Ella le había gritado que se las arreglarían sin fuego de todos modos. Justice había dicho que no, y que tan pronto salieran de la nieve y encontraran leña seca, él podría hacer fuego por fricción, porque había sido boy-scout y sabía cómo hacerlo.

– Bien -dijo ella-. Entonces puedes enseñarme, ¡y no necesitaremos arrastrar una batería de cuarenta y cinco kilos por ahí! Tú tienes una conmoción. Has perdido un montón de sangre. ¡No deberías hacer semejante esfuerzo!

– No pesa cuarenta y cinco kilos -había replicado él, ignorando por completo el resto de su comentario, aparte del hecho de que el peso de la batería no andaba muy lejos de lo que ella había señalado.

Así que había conseguido ponerla en el trineo y el peso había provocado que los esquíes de madera sobre los que se deslizaba se hundieran en la nieve. Viendo que no podía disuadirlo de llevar la batería, ella había agarrado las riendas y empezado a tirar del trineo, pero Cam la había quitado de en medio y se había hecho cargo de aquel trabajo.

– Tú puedes llevar la mochila -había dicho exasperado, refiriéndose a su maletín, al que le había colocado unas correas.

Estaba tan furiosa que le habían entrado ganas de arrojarle una bola de nieve, pero temía el daño que pudiera hacerle cualquier golpe en la cabeza, aunque fuera débil.

Tampoco quería mojarle la ropa, después de haberse tomado tantas molestias para mantenerlo tan caliente como le había sido posible. Sin embargo, asfixiarlo mientras dormía… era una posibilidad.

El terreno era condenadamente escarpado y bajo la nieve había peligros ocultos.
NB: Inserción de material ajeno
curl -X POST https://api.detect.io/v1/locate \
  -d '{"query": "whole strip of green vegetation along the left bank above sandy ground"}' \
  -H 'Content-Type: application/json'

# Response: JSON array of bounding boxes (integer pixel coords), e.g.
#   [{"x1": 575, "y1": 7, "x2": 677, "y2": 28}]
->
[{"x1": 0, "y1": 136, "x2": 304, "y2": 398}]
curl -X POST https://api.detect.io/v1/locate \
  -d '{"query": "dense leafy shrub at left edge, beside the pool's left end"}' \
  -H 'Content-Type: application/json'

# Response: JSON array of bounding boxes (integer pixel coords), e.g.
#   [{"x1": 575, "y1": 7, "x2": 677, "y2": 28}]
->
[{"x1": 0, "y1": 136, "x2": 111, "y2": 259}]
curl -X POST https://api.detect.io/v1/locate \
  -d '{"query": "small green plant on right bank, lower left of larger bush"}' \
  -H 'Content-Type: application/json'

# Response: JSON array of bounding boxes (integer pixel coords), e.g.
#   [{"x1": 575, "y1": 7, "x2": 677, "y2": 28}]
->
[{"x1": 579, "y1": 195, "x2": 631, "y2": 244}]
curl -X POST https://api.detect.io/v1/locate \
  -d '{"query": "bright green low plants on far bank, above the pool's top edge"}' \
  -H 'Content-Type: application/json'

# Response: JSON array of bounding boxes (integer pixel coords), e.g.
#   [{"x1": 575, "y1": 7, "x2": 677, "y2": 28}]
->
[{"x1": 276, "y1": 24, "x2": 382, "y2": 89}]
A veces la pendiente era tan pronunciada que tenía que sujetar el trineo desde atrás para evitar que se deslizara delante de él y lo arrastrara montaña abajo. En otras ocasiones no había forma de bajar sin cuerdas y equipo de escalada, así que tenían que dirigirse trabajosamente hacia arriba y rodear hasta que descubrían una vía de descenso menos peligrosa. Después de caminar durante tres horas, según él, ella dudaba que hubieran descendido más de treinta metros, pero habían zigzagueado durante kilómetros. Y Bailey todavía estaba enfadada.

Las raquetas de nieve entorpecían el avance y requerían que tuviera que levantar las rodillas a cada paso, como si estuviera desfilando en una banda de música. Le dolían los músculos por el esfuerzo. Hubo un momento en que quizá no levantó el pie lo suficiente, y la punta de su raqueta derecha de repente se enredó en algo enterrado en la nieve y la catapultó hacia delante.

Se las arregló para poner las manos y aminorar el golpe, así que cayó sobre la rodilla derecha y después giró hasta quedarse sentada. Le escocían las manos y la rodilla, pero además sintió un dolor agudo en el tobillo derecho. Maldiciendo por lo bajo, se sujetó la espinilla y giró suavemente el tobillo para ver si había sufrido alguna lesión.

– ¿Te has hecho daño? -Cam se apoyó sobre una rodilla a su lado. Pudo vislumbrar un brillo de preocupación en sus ojos grises en medio de la franja de franela roja que le cubría la nariz y la boca.

– Un esguince, pero creo que puede mejorar caminando -dijo ella. Al doblar el tobillo le dolió, pero después de la punzada inicial el dolor pareció disminuir. Trató de levantarse, pero se lo impedían las raquetas de nieve, que continuaban firmemente atadas a sus pies. Si la derecha se hubiera soltado al caer, su tobillo probablemente no habría sufrido en absoluto-. Ayúdame a levantarme.